Thursday, June 20, 2013

On Such Drama in Nature: A mystery play at Forde Lake


Canoeing Forde Lake, a set on Flickr




Canoeing at dusk, with the threat of rain, in a shallow lake full of aquatic plants so thick that, in protest, the canoe refused to glide. And the birdlife -- yes, goldeneyes in the goo goo muck, red-winged blackbirds hovering menacingly overhead at the one moment and looking as if in prayer at another, and flycatchers at the ready but with no flies to catch. Such drama in nature.
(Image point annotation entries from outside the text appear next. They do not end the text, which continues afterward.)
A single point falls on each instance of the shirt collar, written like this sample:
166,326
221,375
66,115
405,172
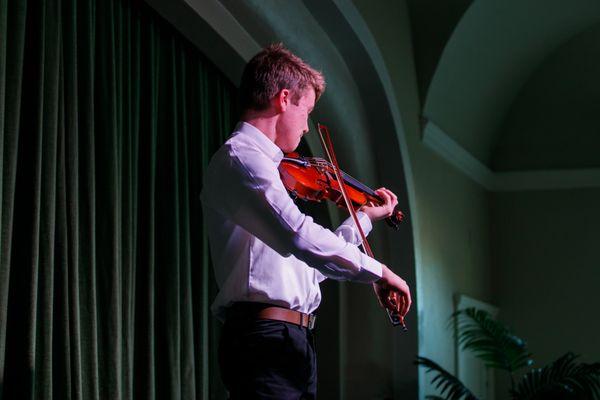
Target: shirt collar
263,142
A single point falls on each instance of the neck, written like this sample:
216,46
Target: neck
264,121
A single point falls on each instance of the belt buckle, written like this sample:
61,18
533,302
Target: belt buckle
311,321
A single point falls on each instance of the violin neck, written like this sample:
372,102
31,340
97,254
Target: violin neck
357,185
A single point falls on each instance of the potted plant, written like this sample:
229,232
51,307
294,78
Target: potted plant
494,344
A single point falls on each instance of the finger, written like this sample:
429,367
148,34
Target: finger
392,196
387,199
408,303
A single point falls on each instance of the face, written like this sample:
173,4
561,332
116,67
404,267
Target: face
293,120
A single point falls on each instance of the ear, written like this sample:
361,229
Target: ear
282,100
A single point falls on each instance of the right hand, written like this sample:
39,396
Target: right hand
393,292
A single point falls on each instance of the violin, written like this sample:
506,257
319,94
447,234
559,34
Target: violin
314,179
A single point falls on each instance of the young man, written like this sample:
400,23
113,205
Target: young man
269,257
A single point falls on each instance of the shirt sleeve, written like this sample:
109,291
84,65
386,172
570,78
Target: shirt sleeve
253,196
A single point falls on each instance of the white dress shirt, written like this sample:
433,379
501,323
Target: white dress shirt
263,248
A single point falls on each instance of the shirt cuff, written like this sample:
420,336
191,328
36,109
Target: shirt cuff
371,270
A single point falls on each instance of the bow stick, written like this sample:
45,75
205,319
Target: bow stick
394,317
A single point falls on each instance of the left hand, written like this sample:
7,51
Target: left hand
376,213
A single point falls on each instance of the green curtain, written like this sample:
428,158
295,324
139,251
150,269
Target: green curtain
107,118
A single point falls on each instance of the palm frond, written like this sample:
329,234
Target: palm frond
448,385
564,378
490,341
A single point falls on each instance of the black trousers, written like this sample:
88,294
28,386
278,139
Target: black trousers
266,359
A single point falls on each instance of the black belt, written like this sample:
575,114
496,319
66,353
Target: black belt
252,310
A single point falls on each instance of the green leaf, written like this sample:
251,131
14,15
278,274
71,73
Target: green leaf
562,379
448,385
490,341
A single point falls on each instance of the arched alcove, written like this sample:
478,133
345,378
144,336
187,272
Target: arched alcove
360,110
494,50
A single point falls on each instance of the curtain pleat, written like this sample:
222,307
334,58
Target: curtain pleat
107,119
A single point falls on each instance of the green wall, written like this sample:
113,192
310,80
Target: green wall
547,269
453,226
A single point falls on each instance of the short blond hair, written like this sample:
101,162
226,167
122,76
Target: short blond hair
273,69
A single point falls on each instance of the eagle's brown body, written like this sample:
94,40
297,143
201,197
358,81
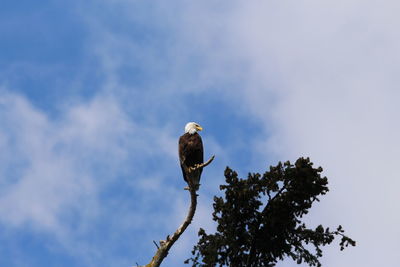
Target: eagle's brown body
190,152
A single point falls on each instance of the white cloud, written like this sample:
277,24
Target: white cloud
323,79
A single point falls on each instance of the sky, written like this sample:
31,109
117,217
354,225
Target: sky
95,94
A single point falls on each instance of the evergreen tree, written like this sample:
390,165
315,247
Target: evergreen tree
260,219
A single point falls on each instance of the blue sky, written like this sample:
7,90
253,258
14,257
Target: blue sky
95,94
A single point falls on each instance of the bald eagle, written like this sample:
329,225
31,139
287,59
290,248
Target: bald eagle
191,152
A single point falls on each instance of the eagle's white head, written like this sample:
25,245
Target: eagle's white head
192,127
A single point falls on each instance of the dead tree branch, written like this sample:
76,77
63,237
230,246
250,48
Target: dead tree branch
165,245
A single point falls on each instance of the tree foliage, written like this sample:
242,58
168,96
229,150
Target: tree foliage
260,219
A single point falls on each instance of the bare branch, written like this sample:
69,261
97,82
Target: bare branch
165,245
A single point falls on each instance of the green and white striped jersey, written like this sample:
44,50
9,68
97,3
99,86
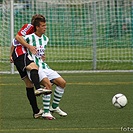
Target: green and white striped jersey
40,43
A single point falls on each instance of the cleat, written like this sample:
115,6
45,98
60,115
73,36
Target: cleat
48,116
38,115
58,111
40,91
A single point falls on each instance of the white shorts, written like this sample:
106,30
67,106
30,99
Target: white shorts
51,74
40,73
46,73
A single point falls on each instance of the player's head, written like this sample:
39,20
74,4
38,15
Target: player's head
36,16
39,24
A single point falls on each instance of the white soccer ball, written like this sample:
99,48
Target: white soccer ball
119,101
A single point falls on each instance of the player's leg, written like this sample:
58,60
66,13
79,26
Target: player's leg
30,93
46,98
58,92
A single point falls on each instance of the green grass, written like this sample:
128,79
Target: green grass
80,58
87,100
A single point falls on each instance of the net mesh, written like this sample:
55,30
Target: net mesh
83,34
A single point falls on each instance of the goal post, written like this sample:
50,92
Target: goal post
84,35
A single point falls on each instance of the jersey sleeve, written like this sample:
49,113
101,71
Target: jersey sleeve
26,30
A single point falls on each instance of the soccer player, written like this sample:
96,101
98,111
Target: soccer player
23,62
39,40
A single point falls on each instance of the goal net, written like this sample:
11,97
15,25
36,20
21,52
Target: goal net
83,34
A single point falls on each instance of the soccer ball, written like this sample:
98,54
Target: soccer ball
119,101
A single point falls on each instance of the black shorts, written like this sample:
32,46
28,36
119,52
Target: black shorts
21,62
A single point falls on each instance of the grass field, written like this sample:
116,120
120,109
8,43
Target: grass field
87,100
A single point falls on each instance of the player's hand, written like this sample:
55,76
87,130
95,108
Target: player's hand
11,60
33,49
43,57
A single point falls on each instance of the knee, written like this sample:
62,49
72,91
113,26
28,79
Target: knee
29,85
63,84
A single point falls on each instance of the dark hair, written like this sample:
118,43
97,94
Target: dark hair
36,16
37,21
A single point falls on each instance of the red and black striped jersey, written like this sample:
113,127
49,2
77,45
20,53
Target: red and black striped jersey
19,49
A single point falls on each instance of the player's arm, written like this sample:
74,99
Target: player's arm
43,57
11,51
20,39
25,30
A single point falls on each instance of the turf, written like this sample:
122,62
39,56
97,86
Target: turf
87,100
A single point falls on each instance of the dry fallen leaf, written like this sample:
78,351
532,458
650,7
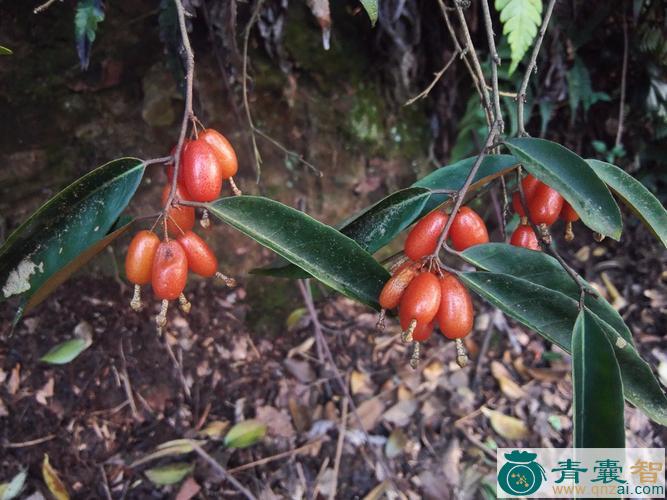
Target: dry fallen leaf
360,383
369,412
506,426
53,482
400,414
507,385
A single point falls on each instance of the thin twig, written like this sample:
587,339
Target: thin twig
460,50
624,75
246,37
273,458
470,47
339,446
437,77
495,62
221,470
521,98
43,7
32,442
188,114
466,185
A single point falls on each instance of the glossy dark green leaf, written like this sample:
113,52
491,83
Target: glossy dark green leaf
66,226
453,176
320,250
573,178
371,8
635,195
598,405
380,223
541,269
552,315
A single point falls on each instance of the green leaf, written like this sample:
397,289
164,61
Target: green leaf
245,433
169,474
66,226
376,226
635,195
371,7
574,179
66,351
521,20
12,489
320,250
552,315
541,269
89,13
598,405
382,222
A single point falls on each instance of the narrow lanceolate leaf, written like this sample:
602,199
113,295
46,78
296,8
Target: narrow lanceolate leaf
12,489
320,250
541,269
66,226
66,351
245,433
371,7
380,223
552,314
169,474
521,20
598,390
573,178
635,195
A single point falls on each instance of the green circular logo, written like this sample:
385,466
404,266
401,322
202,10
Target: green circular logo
521,475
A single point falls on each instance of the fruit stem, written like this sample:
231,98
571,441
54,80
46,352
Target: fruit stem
161,318
135,303
230,282
406,336
205,220
461,353
184,304
235,189
416,355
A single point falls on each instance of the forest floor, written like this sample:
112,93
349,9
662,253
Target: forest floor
432,432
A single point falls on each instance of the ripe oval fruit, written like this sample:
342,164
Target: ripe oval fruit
455,314
223,151
545,205
201,259
529,184
468,229
140,257
568,214
393,289
423,238
180,218
420,300
170,270
525,237
202,173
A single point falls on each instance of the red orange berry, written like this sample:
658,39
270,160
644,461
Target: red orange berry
468,229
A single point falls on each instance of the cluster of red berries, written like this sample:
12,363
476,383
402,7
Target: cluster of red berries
425,296
545,206
205,163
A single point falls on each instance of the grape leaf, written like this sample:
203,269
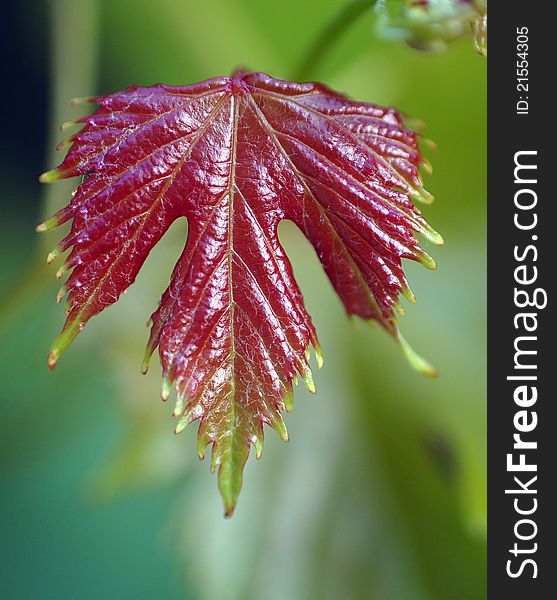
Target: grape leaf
235,156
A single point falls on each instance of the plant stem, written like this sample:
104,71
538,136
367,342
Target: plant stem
334,30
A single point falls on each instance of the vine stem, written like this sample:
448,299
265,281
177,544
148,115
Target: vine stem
328,37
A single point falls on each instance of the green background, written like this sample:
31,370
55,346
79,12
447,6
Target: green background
381,491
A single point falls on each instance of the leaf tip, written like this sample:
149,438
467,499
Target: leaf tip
417,362
427,261
50,176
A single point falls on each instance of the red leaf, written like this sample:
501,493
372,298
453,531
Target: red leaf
236,156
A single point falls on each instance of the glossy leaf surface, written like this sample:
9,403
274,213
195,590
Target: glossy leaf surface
235,156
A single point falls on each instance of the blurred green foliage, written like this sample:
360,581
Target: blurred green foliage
381,492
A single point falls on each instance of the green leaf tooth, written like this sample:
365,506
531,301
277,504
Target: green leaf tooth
307,377
427,261
50,177
417,362
180,405
230,478
166,387
318,356
53,254
433,236
149,349
426,167
422,195
61,293
289,400
257,441
61,271
408,294
399,309
61,343
202,441
278,424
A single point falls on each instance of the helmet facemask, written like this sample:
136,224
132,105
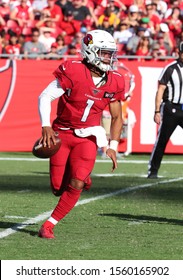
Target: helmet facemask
99,49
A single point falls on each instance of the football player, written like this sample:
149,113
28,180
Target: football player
83,88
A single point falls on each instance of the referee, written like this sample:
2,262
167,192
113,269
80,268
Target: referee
168,109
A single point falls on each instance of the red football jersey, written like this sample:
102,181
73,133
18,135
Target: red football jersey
82,103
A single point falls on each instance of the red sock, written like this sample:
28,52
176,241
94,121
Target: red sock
48,224
67,201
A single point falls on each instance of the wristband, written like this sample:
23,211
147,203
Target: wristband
113,145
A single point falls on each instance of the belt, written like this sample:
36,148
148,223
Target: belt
177,105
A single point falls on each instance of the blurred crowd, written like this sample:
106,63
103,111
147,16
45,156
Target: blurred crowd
50,29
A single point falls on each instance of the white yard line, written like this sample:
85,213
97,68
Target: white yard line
45,215
98,160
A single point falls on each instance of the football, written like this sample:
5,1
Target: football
44,152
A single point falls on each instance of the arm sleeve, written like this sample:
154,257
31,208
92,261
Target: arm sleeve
50,93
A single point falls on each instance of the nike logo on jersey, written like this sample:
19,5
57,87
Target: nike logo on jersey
108,94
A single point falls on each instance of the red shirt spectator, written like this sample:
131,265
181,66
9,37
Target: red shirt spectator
5,9
22,13
13,47
54,12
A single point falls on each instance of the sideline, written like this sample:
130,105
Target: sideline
97,160
45,215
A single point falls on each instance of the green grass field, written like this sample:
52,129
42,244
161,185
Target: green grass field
124,216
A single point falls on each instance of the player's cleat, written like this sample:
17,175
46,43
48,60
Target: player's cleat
152,176
88,183
46,232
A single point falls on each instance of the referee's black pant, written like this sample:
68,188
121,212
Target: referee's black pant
172,116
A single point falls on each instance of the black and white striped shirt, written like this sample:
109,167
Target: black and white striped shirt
172,77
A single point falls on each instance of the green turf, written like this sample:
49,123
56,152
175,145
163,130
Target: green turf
137,224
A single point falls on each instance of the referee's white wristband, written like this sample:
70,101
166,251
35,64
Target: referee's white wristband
113,145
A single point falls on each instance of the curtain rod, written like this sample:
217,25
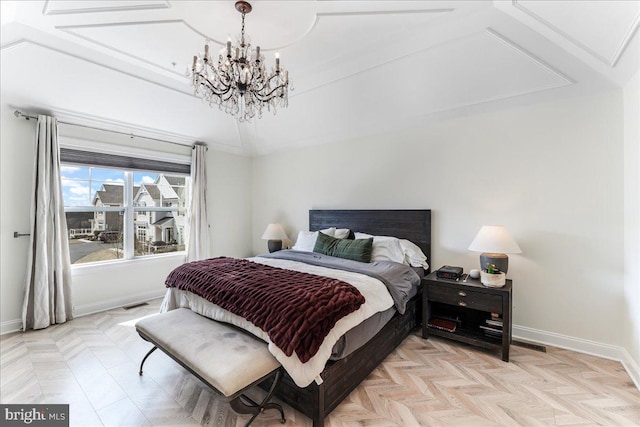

It is of the utmost importance that we learn what nature has to teach us, as Adib Taherzadeh points out in The Covenant of Baha'u'llah. Nature is an unfolding life and death drama, a mystery play in its own right. -gw
A painter asked: “Is art a worthy vocation?” ‘Abdu’l-Bahá turning to her impressively, said: “Art is worship.” An actor mentioned the drama, and its influence. “The drama is of the utmost importance.” said ‘Abdu’l-Bahá. “It has been a great educational power in the past; it will be so again.” He described how as a young boy he witnessed the Mystery Play of ‘Alí’s Betrayal and Passion, and how it affected him so deeply that he wept and could not sleep for many nights.